Taking care of people with dementia is very difficult to do. I would know because I've been working with people who have dementia for over a year, now. I've gone through multiple training seminars and workshops to better understand how to meet the needs of someone with dementia. No matter how much training you endure, it's never enough. Someone's behaviors will not stop no matter what method you try. You can't always do activities with the people who need more mental stimulation than just sitting in front of a television.
I work with someone's family member every time I step into my job, but I've never had to care for my own family member with dementia. However, I recognize that there are people who do this every day, and someday, this could be my reality. Many of my family members are on the older side. My parents didn't give birth to me until they were in their mid-30s. My closest aunt and uncle are moving into their 70s, and my living grandparents are both approaching 80 years old.
When I take care of people's family members, I always try to treat them with the dignity and respect that I would have if I were caring for my own mother, but thinking about this always brings me a lot of sadness. I imagine that one day, my own mom may lose some of her short-term memory, or she may develop very severe dementia. Just the thought of not being able to have conversations with my mom the way I do now brings me so much sadness and remorse. I can only imagine how emotionally heart-wrenching it must be to care for a loved-one with dementia every day.
For unit seven of Psych: 532, I was asked to read an article related to emotion via the internet. The article that I read was titled, “Development and Feasibility of Inlife: A Pilot Study of an Online Social Support Intervention for Informal Caregivers of People with Dementia." The researchers in this study studied the development of an online intervention for the social support of people who care for individuals with dementia. They then studied the effectiveness of this intervention and the feasibility of using this intervention.
The researchers decided to study this phenomenon because informal caregivers who care for individuals with dementia are often working with their family member or loved one round the clock. As a result they can become socially isolated which may result in depression. Therefore, informal caregivers for individuals with dementia need social support without leaving their home.
The findings demonstrated that the use of the social support intervention was indeed feasible; however, the uptake of this social support system did not go well. In other words, informal caregivers did not adhere to the social support intervention.
These findings demonstrated that, first, changes had to be made to the intervention in order to make more caregivers adhere to using the program. Second, people who used the intervention more showed less of a decline of perceived family support. Therefore, those who adhered to the intervention thought that they had more social support than those who used the intervention less.

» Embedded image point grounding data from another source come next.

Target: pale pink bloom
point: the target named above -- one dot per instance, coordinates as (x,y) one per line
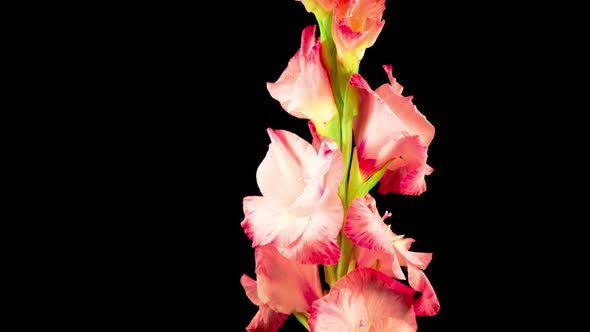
(304,89)
(389,127)
(356,25)
(299,212)
(314,6)
(365,300)
(265,320)
(379,247)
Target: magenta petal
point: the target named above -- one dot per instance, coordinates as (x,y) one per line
(284,285)
(250,287)
(318,245)
(362,298)
(405,110)
(427,304)
(281,173)
(266,320)
(266,223)
(365,227)
(384,262)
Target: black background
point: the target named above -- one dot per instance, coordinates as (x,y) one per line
(188,112)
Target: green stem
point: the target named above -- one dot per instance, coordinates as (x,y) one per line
(345,254)
(302,319)
(330,274)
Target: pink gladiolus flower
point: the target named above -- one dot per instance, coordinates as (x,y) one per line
(389,127)
(304,89)
(314,6)
(379,247)
(299,212)
(356,25)
(365,300)
(285,286)
(265,320)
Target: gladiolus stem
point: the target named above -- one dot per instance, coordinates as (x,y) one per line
(302,319)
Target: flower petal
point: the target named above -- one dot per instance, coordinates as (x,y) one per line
(404,109)
(405,181)
(418,259)
(384,262)
(281,173)
(284,285)
(304,89)
(266,320)
(426,304)
(317,245)
(360,298)
(365,227)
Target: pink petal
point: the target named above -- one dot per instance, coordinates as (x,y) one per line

I think that this study presents a great idea for people who care for a relative with dementia. Because I'm obtaining a certificate in gerontology, I've taken classes which have informed me that our population is aging rapidly. I also know that with each increase in age, people become more and more likely to develop dementia. Therefore, as the population ages, the number of people with dementia increases and the number of people who care for family members with dementia increases as well.
Informal caregivers of dementia endure immense emotional hardship and isolation from others because they spend so much time with their dementia-afflicted family member. With the widespread saturation of the internet, I think it would be a great idea to design an app, specifically for dementia caregivers that allow them multiple ways to connect with other family members, chat with other dementia caregivers for moral support, and use guided meditation tracks.